Николя вытащил медальон на золотой цепочке и открыл крышку, чтобы еще раз взглянуть на лицо, которое за два года изучил, как свое собственное. Золотисто-медовые глаза красавицы насмешливо следили с портрета за каждым его движением. Подчас Николя казалось, что если хорошенько прислушаться, то можно различить отзвук высокомерного смеха. А эта влекущая улыбка… Разве не справедливо будет признаться, что очаровательная улыбка с каждым днем все больше пленяет его сердце? Николя поежился и презрительно хмыкнул. Угораздило же оказаться во власти женщины, которую он даже никогда не видел и с которой связан лишь косвенно — обещанием, данным сестре у ложа ее умирающего сына. Слава Богу, Джулиан выкарабкался, и вопрос о мести стоит теперь не так остро. Нельзя сказать, чтобы для Джулиана эта история прошла бесследно, душевная рана еще не скоро зарубцуется. Он получил от жизни хороший урок и в следующий раз наверняка поостережется бездумно бросать под ноги женщине свое сердце.
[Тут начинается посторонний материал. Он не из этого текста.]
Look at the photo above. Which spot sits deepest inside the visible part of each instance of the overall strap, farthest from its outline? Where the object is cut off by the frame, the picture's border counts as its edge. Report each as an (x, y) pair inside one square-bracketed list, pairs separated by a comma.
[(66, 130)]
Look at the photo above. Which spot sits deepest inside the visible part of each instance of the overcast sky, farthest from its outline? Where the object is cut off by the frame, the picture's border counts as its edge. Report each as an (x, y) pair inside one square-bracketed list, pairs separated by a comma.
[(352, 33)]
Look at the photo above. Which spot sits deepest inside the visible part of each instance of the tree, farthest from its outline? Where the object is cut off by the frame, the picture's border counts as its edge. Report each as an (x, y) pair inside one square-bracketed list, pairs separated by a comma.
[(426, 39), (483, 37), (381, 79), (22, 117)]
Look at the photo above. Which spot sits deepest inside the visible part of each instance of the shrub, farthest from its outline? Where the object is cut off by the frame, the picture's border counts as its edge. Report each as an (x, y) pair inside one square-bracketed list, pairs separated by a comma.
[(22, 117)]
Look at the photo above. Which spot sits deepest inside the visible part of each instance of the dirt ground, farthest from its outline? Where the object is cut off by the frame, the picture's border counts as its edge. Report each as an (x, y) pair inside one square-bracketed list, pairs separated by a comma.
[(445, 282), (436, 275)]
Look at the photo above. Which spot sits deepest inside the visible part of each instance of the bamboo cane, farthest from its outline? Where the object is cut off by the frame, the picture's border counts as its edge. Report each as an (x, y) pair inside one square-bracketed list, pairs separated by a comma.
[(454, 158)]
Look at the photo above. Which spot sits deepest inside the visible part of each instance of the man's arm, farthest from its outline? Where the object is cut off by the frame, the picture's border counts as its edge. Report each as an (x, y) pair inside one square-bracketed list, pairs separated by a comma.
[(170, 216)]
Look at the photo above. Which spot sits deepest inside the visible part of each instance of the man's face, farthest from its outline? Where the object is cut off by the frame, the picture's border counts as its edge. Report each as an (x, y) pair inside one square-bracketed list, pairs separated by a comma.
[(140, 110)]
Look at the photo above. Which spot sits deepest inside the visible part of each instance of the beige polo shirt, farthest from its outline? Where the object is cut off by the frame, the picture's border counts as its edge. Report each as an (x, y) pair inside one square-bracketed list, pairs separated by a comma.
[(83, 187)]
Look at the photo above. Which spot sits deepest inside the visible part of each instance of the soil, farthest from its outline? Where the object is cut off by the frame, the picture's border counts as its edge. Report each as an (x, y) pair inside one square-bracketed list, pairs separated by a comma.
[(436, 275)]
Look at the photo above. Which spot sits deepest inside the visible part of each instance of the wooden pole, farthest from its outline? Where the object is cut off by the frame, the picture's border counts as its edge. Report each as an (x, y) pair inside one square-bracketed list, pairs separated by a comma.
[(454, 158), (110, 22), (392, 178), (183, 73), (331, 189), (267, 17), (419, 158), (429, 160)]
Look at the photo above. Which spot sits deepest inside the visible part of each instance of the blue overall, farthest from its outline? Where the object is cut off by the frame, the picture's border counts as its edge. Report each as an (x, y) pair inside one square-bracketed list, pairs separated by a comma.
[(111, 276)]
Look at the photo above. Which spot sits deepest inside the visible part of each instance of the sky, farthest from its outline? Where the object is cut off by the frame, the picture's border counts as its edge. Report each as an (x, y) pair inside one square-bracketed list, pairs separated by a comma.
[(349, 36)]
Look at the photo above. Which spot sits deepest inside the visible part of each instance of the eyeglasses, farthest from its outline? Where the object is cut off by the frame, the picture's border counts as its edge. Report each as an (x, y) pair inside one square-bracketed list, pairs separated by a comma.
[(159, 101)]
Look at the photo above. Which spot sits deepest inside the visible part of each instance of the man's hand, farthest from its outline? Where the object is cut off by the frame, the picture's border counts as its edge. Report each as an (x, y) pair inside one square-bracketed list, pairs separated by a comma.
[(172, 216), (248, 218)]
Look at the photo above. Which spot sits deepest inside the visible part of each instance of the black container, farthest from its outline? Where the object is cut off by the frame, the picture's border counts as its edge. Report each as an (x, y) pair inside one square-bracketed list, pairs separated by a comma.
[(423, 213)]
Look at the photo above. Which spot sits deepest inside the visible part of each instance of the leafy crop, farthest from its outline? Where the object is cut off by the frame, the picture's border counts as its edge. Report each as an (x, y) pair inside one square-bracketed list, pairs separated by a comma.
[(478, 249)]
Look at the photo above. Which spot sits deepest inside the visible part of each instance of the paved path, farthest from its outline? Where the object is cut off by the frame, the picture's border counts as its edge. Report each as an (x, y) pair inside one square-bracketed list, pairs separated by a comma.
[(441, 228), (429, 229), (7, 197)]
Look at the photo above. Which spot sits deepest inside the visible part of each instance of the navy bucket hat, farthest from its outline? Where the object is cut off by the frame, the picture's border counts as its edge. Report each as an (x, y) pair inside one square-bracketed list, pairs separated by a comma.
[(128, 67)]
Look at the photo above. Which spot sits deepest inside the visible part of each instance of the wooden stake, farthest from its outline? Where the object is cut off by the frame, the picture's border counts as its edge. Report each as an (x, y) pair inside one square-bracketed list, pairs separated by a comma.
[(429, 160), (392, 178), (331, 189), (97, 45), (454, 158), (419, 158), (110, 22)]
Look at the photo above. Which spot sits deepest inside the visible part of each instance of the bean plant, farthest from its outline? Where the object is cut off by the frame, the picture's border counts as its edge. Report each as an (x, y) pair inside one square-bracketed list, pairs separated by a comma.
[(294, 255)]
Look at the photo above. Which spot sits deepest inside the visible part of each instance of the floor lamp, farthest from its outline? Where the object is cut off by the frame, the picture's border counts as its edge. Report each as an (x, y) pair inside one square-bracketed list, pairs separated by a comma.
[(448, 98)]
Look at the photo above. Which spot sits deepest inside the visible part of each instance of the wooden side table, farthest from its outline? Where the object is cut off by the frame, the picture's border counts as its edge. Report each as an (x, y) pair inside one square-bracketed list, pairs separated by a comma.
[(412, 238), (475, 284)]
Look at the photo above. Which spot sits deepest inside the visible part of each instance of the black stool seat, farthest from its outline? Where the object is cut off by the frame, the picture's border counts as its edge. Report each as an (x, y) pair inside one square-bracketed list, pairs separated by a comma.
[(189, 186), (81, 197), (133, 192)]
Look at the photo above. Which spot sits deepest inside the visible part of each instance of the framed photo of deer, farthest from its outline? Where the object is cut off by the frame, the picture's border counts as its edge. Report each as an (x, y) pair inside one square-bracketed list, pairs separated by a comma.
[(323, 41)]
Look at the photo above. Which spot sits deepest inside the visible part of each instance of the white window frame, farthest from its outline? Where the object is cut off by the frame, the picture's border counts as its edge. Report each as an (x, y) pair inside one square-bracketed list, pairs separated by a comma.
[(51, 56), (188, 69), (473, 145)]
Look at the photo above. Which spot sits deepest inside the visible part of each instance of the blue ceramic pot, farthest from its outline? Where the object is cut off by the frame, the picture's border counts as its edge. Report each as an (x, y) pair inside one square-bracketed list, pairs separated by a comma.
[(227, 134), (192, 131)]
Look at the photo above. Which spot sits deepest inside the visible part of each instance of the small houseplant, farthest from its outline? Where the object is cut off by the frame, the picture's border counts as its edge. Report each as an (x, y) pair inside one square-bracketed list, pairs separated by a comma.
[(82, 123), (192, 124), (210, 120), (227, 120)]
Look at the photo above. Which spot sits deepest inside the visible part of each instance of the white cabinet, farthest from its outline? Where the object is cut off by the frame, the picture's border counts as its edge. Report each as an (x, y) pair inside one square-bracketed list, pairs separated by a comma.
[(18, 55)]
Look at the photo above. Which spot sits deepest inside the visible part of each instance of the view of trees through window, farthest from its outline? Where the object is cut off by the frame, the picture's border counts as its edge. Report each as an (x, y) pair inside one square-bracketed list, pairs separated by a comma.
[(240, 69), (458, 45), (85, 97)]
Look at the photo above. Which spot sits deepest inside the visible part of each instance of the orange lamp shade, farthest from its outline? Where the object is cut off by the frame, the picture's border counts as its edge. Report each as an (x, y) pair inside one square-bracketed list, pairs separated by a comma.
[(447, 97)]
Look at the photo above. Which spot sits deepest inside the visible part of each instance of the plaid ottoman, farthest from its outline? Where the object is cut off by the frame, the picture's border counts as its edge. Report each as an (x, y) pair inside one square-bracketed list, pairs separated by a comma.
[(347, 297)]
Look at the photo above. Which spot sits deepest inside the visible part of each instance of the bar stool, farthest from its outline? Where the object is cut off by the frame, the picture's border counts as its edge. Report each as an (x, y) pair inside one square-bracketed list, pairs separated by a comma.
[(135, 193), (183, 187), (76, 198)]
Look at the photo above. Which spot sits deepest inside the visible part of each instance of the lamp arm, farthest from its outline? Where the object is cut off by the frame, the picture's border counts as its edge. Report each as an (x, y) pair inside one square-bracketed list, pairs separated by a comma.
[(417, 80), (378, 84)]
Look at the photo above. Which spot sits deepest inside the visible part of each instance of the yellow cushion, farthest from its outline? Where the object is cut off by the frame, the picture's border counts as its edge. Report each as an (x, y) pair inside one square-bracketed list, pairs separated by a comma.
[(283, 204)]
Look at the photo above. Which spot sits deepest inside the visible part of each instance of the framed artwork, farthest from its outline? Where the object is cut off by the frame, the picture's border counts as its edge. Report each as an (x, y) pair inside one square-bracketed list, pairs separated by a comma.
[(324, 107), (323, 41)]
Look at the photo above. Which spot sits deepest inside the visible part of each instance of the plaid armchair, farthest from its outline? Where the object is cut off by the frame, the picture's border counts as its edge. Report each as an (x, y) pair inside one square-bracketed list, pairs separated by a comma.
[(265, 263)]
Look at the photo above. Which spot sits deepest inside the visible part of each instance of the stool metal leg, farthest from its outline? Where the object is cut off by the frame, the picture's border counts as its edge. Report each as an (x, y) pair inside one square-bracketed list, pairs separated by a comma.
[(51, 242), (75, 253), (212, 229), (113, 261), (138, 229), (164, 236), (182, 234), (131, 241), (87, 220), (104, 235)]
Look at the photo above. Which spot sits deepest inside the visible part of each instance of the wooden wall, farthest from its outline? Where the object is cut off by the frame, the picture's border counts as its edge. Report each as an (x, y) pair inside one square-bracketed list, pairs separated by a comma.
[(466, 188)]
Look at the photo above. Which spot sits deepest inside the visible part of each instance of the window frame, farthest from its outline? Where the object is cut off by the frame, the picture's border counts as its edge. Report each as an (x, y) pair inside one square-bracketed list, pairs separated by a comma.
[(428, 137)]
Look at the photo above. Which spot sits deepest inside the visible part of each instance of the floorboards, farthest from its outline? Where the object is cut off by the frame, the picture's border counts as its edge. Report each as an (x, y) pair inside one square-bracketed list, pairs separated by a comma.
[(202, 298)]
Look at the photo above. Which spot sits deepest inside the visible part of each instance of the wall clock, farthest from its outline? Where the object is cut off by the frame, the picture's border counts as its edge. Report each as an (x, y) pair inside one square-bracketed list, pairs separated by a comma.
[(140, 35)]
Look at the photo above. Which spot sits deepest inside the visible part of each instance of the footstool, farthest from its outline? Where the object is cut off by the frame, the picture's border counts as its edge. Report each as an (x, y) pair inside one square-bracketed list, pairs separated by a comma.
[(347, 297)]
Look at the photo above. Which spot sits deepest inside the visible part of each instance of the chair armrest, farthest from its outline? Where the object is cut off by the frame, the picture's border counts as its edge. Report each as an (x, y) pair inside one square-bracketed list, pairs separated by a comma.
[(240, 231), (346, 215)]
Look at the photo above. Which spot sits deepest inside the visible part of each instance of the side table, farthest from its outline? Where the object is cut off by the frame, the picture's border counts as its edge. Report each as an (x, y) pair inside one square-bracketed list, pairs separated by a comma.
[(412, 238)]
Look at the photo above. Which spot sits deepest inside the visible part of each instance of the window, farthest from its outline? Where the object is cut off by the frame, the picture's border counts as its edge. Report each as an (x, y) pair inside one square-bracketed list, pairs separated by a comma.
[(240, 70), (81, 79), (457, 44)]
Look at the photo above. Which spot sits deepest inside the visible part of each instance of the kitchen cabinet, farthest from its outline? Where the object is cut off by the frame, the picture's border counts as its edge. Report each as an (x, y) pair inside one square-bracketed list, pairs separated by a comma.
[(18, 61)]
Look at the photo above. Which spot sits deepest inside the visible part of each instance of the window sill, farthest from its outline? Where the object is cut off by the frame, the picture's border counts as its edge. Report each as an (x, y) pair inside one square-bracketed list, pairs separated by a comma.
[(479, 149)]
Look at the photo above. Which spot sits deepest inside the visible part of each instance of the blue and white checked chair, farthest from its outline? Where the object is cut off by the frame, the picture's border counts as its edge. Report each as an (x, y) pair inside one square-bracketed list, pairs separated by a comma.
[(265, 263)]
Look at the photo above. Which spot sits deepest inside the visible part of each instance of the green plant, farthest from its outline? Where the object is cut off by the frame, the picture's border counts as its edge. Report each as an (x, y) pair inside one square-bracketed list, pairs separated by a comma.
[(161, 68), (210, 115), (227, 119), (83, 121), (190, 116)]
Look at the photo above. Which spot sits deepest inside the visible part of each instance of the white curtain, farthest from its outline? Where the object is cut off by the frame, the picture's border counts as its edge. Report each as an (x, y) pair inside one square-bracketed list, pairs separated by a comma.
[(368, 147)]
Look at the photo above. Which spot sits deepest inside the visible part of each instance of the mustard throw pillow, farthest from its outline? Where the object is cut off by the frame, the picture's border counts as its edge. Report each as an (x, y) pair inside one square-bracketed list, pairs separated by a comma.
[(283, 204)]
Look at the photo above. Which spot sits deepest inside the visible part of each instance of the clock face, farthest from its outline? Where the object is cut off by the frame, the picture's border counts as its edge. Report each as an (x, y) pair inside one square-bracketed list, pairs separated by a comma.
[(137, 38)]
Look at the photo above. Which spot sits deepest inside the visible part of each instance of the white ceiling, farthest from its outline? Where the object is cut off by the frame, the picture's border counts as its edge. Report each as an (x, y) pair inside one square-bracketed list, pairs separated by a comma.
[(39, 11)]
Жестокая усмешка тронула губы Николя, когда он стал придумывать наказание для Мары О'Флинн.
То высокомерие и невероятная гордыня, с какой она относится к жалким смертным, возмущали его до глубины души. Он еще раз взглянул на изображение и погрузился в тягостные раздумья. Сегодня вечером, без сомнения, Шанталь встретил именно ту женщину, с которой писали этот портрет. Но она оказалась совсем не той, которую он искал. Так что Николя поставлен перед необходимостью принять трудное решение: либо он доверится своему внутреннему чутью, которое подсказывает, что все обстоит совсем не так, как это хотят представить калифорнийцы; либо он им поверит и признает эту женщину их родственницей. Откровенно говоря, Николя не видел причины, побуждающей бы их лгать ему.